Steak Marinade Rundown

With grilling season upon us, I thought we would all enjoy a little review of a basic marinade recipe. Use the ratio below for an endless variety of marinades.

Adapted from My Recipes

General rule of thumb: 1/2 cup marinade per pound of meat

Marinade ration: 3 parts oil (1/2 cup), 1 part acid (3 tablespoons),

Oil: the foundation of the marinade! You want you marinade to be 3 parts oil to 1 part acid. So if you use 1/2 cup oil, then you want 3 Tablespoons acid. Options include: canola, olive, avocado, peanut, toasted sesame

Acid: consider citrus juice and/or vinegars.
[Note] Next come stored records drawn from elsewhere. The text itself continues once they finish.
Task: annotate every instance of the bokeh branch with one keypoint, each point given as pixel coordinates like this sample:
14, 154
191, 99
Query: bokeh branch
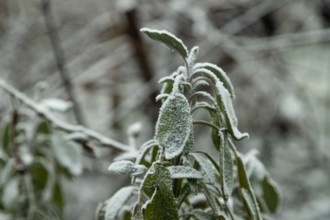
59, 124
59, 57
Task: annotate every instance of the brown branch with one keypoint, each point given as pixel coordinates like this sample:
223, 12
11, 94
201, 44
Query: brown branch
59, 57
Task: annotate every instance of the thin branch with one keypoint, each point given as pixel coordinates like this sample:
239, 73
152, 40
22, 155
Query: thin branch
57, 123
59, 57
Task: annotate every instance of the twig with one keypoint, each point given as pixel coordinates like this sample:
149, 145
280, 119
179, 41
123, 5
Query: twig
59, 57
57, 123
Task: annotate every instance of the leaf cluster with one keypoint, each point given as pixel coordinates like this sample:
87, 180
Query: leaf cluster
169, 180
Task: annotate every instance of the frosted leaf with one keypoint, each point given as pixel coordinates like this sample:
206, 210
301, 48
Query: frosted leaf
168, 39
246, 190
144, 149
157, 184
134, 129
227, 168
11, 193
225, 103
174, 125
206, 166
184, 172
222, 76
67, 153
161, 96
127, 167
117, 201
56, 104
166, 79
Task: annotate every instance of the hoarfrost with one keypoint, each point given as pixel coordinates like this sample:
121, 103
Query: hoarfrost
181, 172
174, 125
127, 167
117, 201
168, 39
206, 166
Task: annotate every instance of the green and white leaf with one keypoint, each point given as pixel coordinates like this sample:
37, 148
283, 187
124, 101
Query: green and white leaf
174, 125
168, 39
184, 172
158, 186
117, 201
206, 166
127, 167
222, 76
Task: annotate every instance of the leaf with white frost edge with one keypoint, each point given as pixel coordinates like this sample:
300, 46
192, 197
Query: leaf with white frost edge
222, 76
168, 39
117, 201
206, 166
224, 101
184, 172
67, 153
157, 184
127, 167
174, 125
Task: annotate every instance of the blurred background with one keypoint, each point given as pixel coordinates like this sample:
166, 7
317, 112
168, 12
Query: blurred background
277, 54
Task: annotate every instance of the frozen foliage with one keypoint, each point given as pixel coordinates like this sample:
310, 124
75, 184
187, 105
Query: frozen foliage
68, 153
174, 125
174, 173
117, 201
206, 167
127, 167
181, 172
168, 39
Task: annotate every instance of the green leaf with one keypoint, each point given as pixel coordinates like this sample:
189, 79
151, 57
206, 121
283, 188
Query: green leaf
67, 153
184, 172
168, 39
206, 166
250, 202
271, 194
127, 167
174, 125
158, 186
117, 201
227, 169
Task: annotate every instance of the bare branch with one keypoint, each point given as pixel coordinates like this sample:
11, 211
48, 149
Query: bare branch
59, 124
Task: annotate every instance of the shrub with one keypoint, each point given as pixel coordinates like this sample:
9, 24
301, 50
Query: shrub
169, 179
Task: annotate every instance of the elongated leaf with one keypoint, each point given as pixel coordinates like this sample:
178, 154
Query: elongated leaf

Don’t forget that 3 parts oil to 1 part acid ration! And don’t use too much acid or you

Sugar: use what you have! Cane, brown, coconut, honey, maple syrup, agave syrup, they all work great. Start with 2 Tablespoons of sugar per 1/2 cup oil.

Salt: use a salty liquid or fine sea salt instead of anything coarse! The salt and sugar are what penetrates the meat so the smaller the granule, or if you are working with liquid, the more likely the salt will stay suspended in the marinade and get into your meat (instead of falling to the bottom of the bowl). Try soy sauce, Worcestershire sauce, fish sauce, or fine sea salt. Taste your marinade before adding the meat and add more if you need. If it is a salty marinade, then you’ll want to finish with less salt after your meat is cooked.

Aromatics and dried spices: this is where you get to make it your own! Check out what you have in your kitchen/pantry and go from there: fresh herbs, citrus zest, fresh garlic/onion/ginger, lemongrass, dried pantry spices, … this list goes on. Don’t forget to taste before you add your meat.